A computational framework for simulating the dynamics of keratin filament networks
|S. Vora, D. Kotsur, R. Windoffer, J. Mattes. A computational framework for simulating the dynamics of keratin filament networks. pages Abstract 15, 9, 2018.|
In this work, we propose a biomechanical computational framework, which allows us to perform numerical simulations in order to mimic the behaviour of keratin filament networks as observed in microscopy data. The developed automated computational methods allow us to: (1) generate, by a randomized process, a filament network topology with predefined properties; (2) simulate the motile behaviour of the filament network; (3) synthesize image data based on the produced simulations. The synthetic image sequences can then be used to evaluate filament extraction and tracking algorithms as the underlying ground truth is available.

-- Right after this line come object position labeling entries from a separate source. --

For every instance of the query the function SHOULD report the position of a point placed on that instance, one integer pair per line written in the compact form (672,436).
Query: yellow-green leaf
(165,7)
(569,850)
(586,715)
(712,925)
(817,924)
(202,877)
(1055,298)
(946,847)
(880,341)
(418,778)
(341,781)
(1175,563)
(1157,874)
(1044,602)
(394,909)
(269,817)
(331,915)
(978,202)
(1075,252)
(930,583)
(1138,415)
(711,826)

The core of our simulation module consists of a spring-mass-damper discrete mechanical system, which allows simulating elastic behaviour of the filaments. Additional stochastic external forces are also incorporated, which allow exhibiting the effect of Brownian motion and the influence of the actin network resulting in an inward-directed filament flow.
Based on the produced simulations we are able to synthesise artificial image data mimicking the behaviour of the filament network. Artificial images can be exposed to additional microscopy-related imaging artefacts such as Poisson/Gaussian noise, convolution with a predefined point spread function.